Removed expiration of lock key

marcoCasamento / Hangfire.Redis.StackExchange

HangFire Redis storage based on original (and now unsupported) Hangfire.Redis but using lovely StackExchange.Redis client

Other

452 stars 108 forks source link

Removed expiration of lock key #67

Closed jabrown85 closed 6 years ago

jabrown85 commented 6 years ago

The key being used for a lock was being expired at the same time as the timeout for the subsequent lock timeouts. This meant that a lock for would expire basically as soon as the subsequent job waiting for the lock would stop. More often than not, this meant the job that is awaiting the lock would actually acquire the lock while the first job that obtained it was still executing.

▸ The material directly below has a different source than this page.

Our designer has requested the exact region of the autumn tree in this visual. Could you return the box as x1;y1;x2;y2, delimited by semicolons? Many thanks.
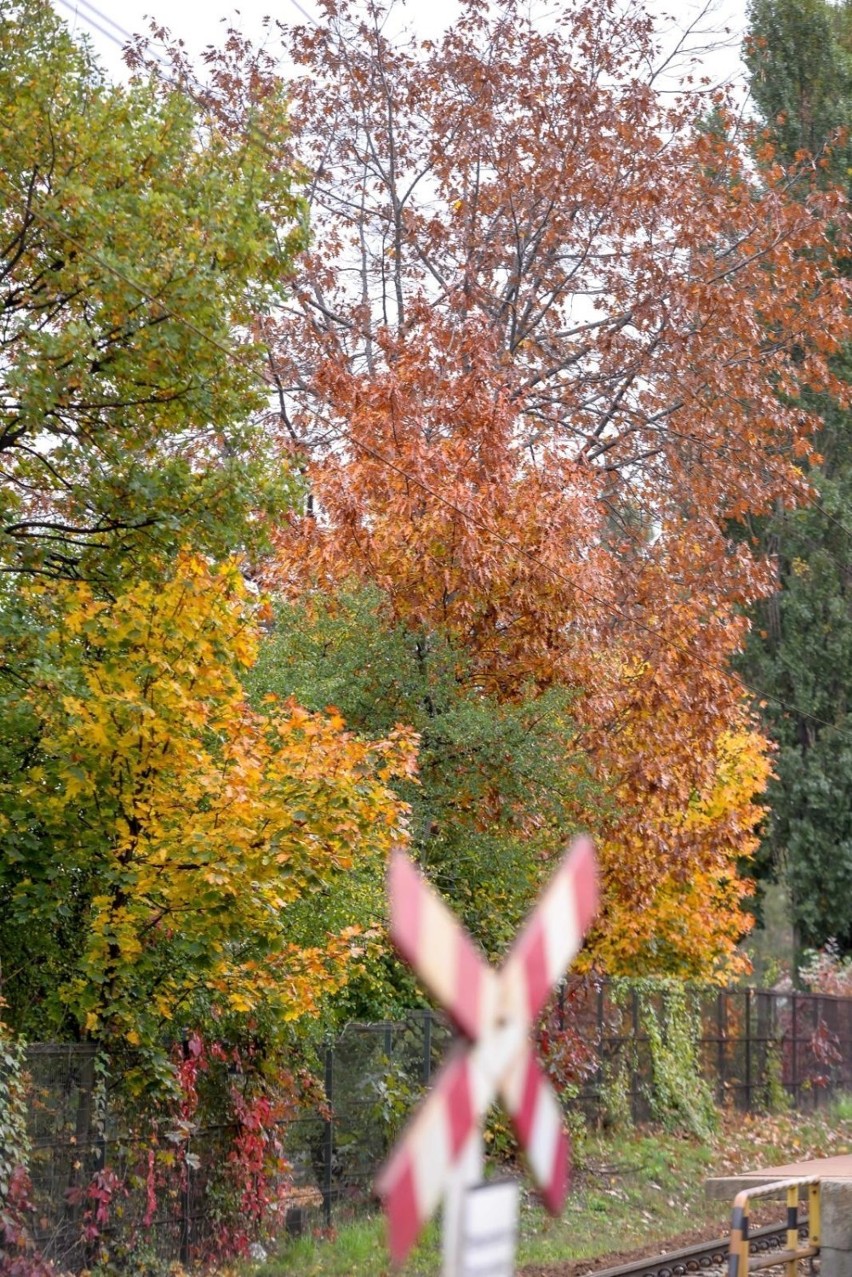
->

jabrown85 commented 6 years ago

I hope this is OK. I was trying to understand all the pieces and I think I got it. The problem, as I saw it, was that the timeout of the KEY used for locking would expire using the same timeout parameter as the DisableConcurrentExecution attribute. This doesn't seem right. The attribute's parameter is the timeout value for subsequent job executions max time to wait for a lock (implemented in RedisLock correctly). Using it for the key timeout means that it could/will expire RIGHT as a job is perhaps checking again for the lock. If the job obtains the lock, you have 2 jobs running at the same time. The version is master works sometimes, but I think it is mostly by chance and greatly depends on the timeout/intervals between redis checks.

I haven't had any time to look at the tests, but I can take a stab at writing some if you want.

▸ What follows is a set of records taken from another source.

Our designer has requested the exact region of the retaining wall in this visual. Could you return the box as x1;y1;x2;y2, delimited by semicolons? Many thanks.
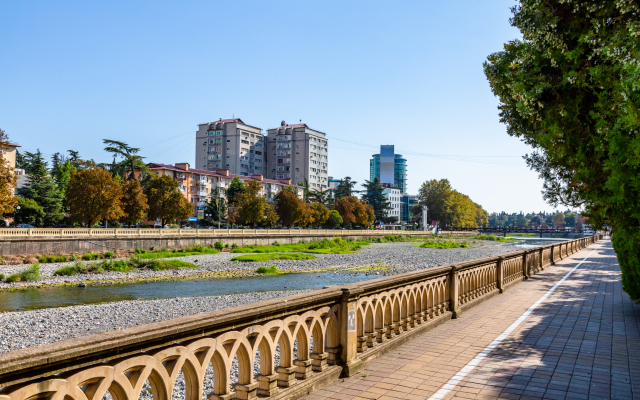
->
0;229;442;257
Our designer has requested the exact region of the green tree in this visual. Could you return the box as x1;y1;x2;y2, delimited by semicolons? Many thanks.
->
333;176;357;199
360;178;391;223
226;177;245;205
234;180;269;228
324;210;343;229
145;175;193;227
15;198;45;227
417;179;454;225
204;188;227;227
484;1;640;299
17;150;65;226
553;213;565;229
103;139;148;179
564;212;577;228
308;187;332;207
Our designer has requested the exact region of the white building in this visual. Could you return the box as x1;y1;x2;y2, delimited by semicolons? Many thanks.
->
383;187;402;220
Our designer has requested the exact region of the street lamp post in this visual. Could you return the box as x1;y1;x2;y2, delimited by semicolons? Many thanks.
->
15;205;20;228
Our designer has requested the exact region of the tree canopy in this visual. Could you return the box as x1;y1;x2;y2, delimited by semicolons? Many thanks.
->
66;168;124;227
484;0;640;299
417;179;488;227
145;175;193;227
360;178;391;223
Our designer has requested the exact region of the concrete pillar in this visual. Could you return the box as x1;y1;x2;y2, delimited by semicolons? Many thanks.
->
340;287;364;377
522;251;530;279
450;266;461;318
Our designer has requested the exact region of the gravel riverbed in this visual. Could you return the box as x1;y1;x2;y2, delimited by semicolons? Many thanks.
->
0;241;518;288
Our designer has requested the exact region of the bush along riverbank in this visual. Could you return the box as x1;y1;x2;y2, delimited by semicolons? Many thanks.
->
53;257;196;276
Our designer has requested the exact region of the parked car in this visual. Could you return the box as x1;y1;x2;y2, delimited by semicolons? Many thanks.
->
16;224;35;228
53;224;73;228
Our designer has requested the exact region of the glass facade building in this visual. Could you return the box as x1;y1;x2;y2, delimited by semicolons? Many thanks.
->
370;145;407;193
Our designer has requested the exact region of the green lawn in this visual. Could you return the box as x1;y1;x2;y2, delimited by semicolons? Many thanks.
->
231;253;317;262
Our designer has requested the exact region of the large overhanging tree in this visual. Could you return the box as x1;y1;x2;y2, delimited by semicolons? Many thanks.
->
484;1;640;299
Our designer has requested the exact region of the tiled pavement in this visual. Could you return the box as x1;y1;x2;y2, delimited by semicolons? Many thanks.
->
303;240;638;400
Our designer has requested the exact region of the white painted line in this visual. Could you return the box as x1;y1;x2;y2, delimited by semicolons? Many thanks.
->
428;241;604;400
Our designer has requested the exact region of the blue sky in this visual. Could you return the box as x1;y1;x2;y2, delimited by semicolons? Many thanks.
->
0;0;558;213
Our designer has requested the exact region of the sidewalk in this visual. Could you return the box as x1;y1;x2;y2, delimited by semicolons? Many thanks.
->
304;240;638;400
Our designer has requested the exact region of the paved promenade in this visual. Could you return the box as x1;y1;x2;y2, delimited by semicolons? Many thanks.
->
305;240;638;400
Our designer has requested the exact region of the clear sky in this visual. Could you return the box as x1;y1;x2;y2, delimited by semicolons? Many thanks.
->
0;0;559;214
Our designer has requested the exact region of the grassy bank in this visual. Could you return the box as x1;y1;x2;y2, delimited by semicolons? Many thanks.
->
135;244;219;259
231;253;317;262
472;234;519;242
231;237;366;254
419;240;470;249
53;257;196;276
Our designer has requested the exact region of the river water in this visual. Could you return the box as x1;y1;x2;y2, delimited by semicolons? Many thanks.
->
0;271;382;312
506;237;570;249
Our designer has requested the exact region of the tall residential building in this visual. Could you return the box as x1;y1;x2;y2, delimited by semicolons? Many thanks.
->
370;145;407;193
266;122;329;190
195;118;266;176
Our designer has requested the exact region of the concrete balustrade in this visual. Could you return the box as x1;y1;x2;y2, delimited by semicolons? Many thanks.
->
0;235;601;400
0;229;469;257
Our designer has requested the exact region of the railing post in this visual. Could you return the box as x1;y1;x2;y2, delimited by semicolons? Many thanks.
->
449;266;461;318
522;250;530;279
496;256;504;293
539;248;544;270
340;287;364;377
550;245;555;265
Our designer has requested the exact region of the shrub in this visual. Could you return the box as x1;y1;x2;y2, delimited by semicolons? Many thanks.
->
69;254;79;261
7;264;42;282
214;241;224;250
134;247;146;254
82;253;100;261
54;264;84;276
231;243;238;249
256;266;279;274
0;273;4;280
225;244;229;248
0;258;4;265
103;251;115;259
168;224;179;229
38;255;69;263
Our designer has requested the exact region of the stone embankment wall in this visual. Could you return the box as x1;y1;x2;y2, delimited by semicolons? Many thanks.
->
0;229;446;257
0;235;601;400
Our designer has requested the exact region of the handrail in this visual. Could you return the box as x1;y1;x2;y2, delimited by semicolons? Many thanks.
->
0;235;602;400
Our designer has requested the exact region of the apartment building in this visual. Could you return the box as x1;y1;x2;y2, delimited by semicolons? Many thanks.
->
266;122;329;190
195;118;266;176
383;186;402;220
148;162;303;220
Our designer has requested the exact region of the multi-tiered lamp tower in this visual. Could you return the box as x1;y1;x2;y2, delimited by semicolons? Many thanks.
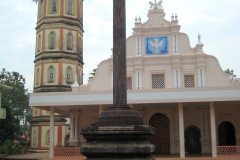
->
33;0;84;92
30;0;84;151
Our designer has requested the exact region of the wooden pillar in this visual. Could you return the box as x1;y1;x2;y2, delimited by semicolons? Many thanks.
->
210;102;217;157
178;102;185;158
113;0;127;108
50;106;55;158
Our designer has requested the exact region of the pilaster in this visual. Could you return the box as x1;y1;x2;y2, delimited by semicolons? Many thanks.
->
200;111;211;153
69;112;80;147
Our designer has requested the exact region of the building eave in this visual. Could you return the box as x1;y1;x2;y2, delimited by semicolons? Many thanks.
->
29;86;240;112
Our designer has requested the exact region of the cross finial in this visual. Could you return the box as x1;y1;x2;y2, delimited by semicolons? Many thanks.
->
149;0;163;9
32;0;38;4
198;33;202;44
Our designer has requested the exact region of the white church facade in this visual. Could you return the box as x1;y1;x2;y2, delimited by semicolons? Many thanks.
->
29;1;240;158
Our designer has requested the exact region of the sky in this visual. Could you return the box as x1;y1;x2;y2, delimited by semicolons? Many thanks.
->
0;0;239;92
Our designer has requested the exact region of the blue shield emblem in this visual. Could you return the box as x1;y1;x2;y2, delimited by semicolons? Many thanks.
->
145;36;169;55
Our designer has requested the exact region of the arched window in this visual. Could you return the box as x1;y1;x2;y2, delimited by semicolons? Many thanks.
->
49;32;55;49
80;1;83;19
67;33;73;50
33;130;37;145
34;108;39;115
67;0;73;15
79;68;82;84
37;34;41;52
79;37;83;55
46;130;50;145
79;1;83;23
39;0;44;18
66;67;72;83
48;66;54;83
36;68;40;85
51;0;57;13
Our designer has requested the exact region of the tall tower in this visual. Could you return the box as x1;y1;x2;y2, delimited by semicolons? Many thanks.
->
34;0;84;92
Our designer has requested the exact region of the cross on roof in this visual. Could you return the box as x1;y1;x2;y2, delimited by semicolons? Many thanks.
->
149;0;163;9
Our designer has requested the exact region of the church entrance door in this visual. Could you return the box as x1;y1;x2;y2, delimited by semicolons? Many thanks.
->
149;113;170;154
185;126;201;154
218;121;236;146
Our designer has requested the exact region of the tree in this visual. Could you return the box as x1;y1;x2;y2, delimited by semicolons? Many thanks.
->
0;68;31;144
89;68;97;79
225;68;236;79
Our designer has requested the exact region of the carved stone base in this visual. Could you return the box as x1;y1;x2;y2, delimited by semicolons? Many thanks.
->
81;105;155;159
81;125;155;159
96;106;144;126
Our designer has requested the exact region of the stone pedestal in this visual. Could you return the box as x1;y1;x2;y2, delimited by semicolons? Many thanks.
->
81;107;155;159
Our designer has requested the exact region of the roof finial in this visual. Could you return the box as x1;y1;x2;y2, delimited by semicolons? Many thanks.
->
138;16;141;23
175;13;178;20
72;73;79;87
198;33;202;44
171;13;174;21
149;0;163;9
32;0;38;4
135;16;138;23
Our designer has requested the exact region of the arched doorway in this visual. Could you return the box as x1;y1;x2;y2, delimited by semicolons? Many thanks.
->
185;126;201;154
218;121;236;146
149;113;170;154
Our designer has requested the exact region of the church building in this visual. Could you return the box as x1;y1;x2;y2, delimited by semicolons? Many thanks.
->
29;0;240;158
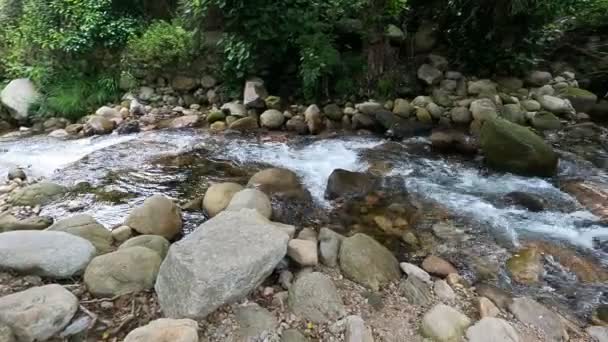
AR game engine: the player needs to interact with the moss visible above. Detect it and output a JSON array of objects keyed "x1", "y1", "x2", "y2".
[{"x1": 560, "y1": 86, "x2": 596, "y2": 98}]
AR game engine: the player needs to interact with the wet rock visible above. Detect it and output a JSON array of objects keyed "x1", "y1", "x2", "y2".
[
  {"x1": 248, "y1": 168, "x2": 306, "y2": 199},
  {"x1": 203, "y1": 182, "x2": 244, "y2": 217},
  {"x1": 537, "y1": 95, "x2": 575, "y2": 116},
  {"x1": 286, "y1": 116, "x2": 309, "y2": 134},
  {"x1": 261, "y1": 109, "x2": 285, "y2": 129},
  {"x1": 502, "y1": 104, "x2": 526, "y2": 125},
  {"x1": 112, "y1": 225, "x2": 133, "y2": 242},
  {"x1": 422, "y1": 255, "x2": 458, "y2": 277},
  {"x1": 84, "y1": 246, "x2": 161, "y2": 297},
  {"x1": 235, "y1": 303, "x2": 277, "y2": 339},
  {"x1": 0, "y1": 215, "x2": 53, "y2": 232},
  {"x1": 508, "y1": 297, "x2": 568, "y2": 341},
  {"x1": 477, "y1": 297, "x2": 500, "y2": 318},
  {"x1": 244, "y1": 78, "x2": 268, "y2": 109},
  {"x1": 229, "y1": 116, "x2": 259, "y2": 131},
  {"x1": 125, "y1": 195, "x2": 182, "y2": 240},
  {"x1": 47, "y1": 214, "x2": 113, "y2": 254},
  {"x1": 421, "y1": 304, "x2": 471, "y2": 342},
  {"x1": 560, "y1": 87, "x2": 598, "y2": 113},
  {"x1": 352, "y1": 113, "x2": 375, "y2": 130},
  {"x1": 470, "y1": 99, "x2": 498, "y2": 122},
  {"x1": 506, "y1": 247, "x2": 543, "y2": 285},
  {"x1": 116, "y1": 120, "x2": 140, "y2": 134},
  {"x1": 7, "y1": 167, "x2": 26, "y2": 181},
  {"x1": 345, "y1": 315, "x2": 374, "y2": 342},
  {"x1": 586, "y1": 326, "x2": 608, "y2": 342},
  {"x1": 400, "y1": 262, "x2": 432, "y2": 284},
  {"x1": 399, "y1": 275, "x2": 433, "y2": 306},
  {"x1": 156, "y1": 209, "x2": 289, "y2": 318},
  {"x1": 561, "y1": 181, "x2": 608, "y2": 222},
  {"x1": 526, "y1": 71, "x2": 552, "y2": 87},
  {"x1": 504, "y1": 192, "x2": 546, "y2": 212},
  {"x1": 0, "y1": 230, "x2": 95, "y2": 278},
  {"x1": 418, "y1": 64, "x2": 443, "y2": 85},
  {"x1": 319, "y1": 228, "x2": 344, "y2": 267},
  {"x1": 590, "y1": 100, "x2": 608, "y2": 120},
  {"x1": 206, "y1": 111, "x2": 225, "y2": 124},
  {"x1": 416, "y1": 107, "x2": 433, "y2": 123},
  {"x1": 339, "y1": 233, "x2": 401, "y2": 290},
  {"x1": 480, "y1": 118, "x2": 558, "y2": 177},
  {"x1": 288, "y1": 239, "x2": 318, "y2": 266},
  {"x1": 466, "y1": 317, "x2": 520, "y2": 342},
  {"x1": 226, "y1": 188, "x2": 272, "y2": 219},
  {"x1": 531, "y1": 111, "x2": 561, "y2": 131},
  {"x1": 594, "y1": 305, "x2": 608, "y2": 326},
  {"x1": 48, "y1": 129, "x2": 68, "y2": 138},
  {"x1": 221, "y1": 102, "x2": 247, "y2": 117},
  {"x1": 124, "y1": 318, "x2": 199, "y2": 342},
  {"x1": 84, "y1": 116, "x2": 115, "y2": 135},
  {"x1": 119, "y1": 235, "x2": 170, "y2": 259},
  {"x1": 289, "y1": 272, "x2": 345, "y2": 323},
  {"x1": 325, "y1": 169, "x2": 377, "y2": 200},
  {"x1": 95, "y1": 106, "x2": 123, "y2": 125},
  {"x1": 497, "y1": 77, "x2": 524, "y2": 92},
  {"x1": 0, "y1": 284, "x2": 78, "y2": 342},
  {"x1": 434, "y1": 280, "x2": 456, "y2": 302},
  {"x1": 9, "y1": 182, "x2": 67, "y2": 206},
  {"x1": 430, "y1": 129, "x2": 478, "y2": 155},
  {"x1": 1, "y1": 78, "x2": 40, "y2": 121},
  {"x1": 475, "y1": 284, "x2": 513, "y2": 310}
]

jabrown85 commented 6 years ago

Also, I think issue #65 is this issue.

jabrown85 commented 6 years ago

I think we would need to do something better here. (perhaps more like https://github.com/frankhommers/Hangfire.PostgreSql/pull/44/)

The problem with my quick fix is that since the lock never expires, a hard crash means that nothing will ever run until the lock is manually removed. I think exposing a lock timeout in the options will allow application builders to specify the longest timespan they intend on letting a lock live. A different option would be having the lock renew periodically, but I don't know if a ServerFilter is the right place for that.

In the meantime, I worked around this issue by removing the attribute entirely and using a second queue with a single worker. (https://discuss.hangfire.io/t/different-queues-having-different-worker-counts/114). It's less clean, but will guarantee that only one runs at a time.

pieceofsummer commented 6 years ago

@jabrown85 please check out #69, I think it should resolve all the problems here.

jabrown85 commented 6 years ago

That looks good! That’s what I figured needed to happen based on other implementations. I hope that gets merged soon!

pieceofsummer commented 6 years ago

It worked fine for a day on my Linux server but still needs some more testing.